Votre nom tirera de mes vers l’immortalité, lors même qu’une fois disparu je devrais mourir au monde entier. La terre ne peut me fournir qu’une fosse vulgaire, tandis que vous serez enseveli à la vue de toute l’humanité.

Vous aurez pour monument mon gentil vers, que liront les yeux à venir : et les langues futures rediront votre existence, quand tous les souffles de notre génération seront éteints.

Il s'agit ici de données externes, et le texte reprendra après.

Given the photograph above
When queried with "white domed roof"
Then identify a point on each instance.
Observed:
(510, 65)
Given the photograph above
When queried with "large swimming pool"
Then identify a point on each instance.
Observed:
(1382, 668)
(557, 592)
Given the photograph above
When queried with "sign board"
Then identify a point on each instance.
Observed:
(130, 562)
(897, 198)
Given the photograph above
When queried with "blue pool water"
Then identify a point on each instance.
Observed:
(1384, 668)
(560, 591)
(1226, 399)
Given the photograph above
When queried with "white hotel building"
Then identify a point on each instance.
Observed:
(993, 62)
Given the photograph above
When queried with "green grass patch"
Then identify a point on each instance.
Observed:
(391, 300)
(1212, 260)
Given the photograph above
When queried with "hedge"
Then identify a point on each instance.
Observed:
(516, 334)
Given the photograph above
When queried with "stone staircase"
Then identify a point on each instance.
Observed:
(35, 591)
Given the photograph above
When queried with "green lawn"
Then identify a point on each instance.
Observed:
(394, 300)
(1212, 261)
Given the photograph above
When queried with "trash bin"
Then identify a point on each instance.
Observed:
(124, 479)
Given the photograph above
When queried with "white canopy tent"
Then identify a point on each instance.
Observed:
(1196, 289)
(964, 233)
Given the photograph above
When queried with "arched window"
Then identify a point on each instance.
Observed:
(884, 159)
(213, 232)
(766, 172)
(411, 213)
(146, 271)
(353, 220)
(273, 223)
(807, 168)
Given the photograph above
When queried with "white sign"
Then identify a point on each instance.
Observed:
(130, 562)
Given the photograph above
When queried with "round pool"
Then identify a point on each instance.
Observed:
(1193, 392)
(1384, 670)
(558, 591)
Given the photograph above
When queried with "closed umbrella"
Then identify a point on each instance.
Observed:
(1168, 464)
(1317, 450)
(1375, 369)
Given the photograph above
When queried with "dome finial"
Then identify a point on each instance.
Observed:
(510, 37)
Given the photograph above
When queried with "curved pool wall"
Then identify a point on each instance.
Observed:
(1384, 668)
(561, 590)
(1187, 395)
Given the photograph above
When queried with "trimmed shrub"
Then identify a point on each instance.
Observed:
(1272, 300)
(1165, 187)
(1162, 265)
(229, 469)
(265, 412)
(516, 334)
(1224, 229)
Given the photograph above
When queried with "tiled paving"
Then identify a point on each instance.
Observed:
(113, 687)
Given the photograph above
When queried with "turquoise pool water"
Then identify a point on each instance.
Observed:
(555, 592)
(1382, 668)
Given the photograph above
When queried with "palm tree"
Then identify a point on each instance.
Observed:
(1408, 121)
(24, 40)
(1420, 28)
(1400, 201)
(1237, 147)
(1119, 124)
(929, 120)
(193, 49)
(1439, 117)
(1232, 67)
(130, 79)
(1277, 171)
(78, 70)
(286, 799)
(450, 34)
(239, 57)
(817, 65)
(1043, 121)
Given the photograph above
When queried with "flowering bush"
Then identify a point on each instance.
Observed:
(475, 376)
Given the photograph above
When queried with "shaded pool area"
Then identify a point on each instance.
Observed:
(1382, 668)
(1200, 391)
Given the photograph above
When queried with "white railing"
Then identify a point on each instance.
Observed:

Et vous vivrez toujours (telle est la vertu de ma plume !), là où le souffle a le plus de puissance, sur la bouche même de l’humanité.

CXLIX

Quand je vois la main cruelle du temps dégrader dans le sépulcre la coûteuse parure de la vieillesse usée ; quand je vois les hautes tours rasées, et le bronze éternel sujet à la rage de la mort ;

Quand je vois l’Océan affamé empiéter sur le royaume du rivage, et la terre ferme s’étendre sur le domaine liquide, augmenté de la perte ou diminué du gain de l’autre ;

Quand je vois tous ces changements d’état, et les États eux-mêmes s’écrouler, ces ruines me font songer que le temps viendra pour emporter mon bien-aimé.

Cette pensée me met la mort dans l’âme, en la réduisant à pleurer d’avoir ce qu’elle craint tant de perdre.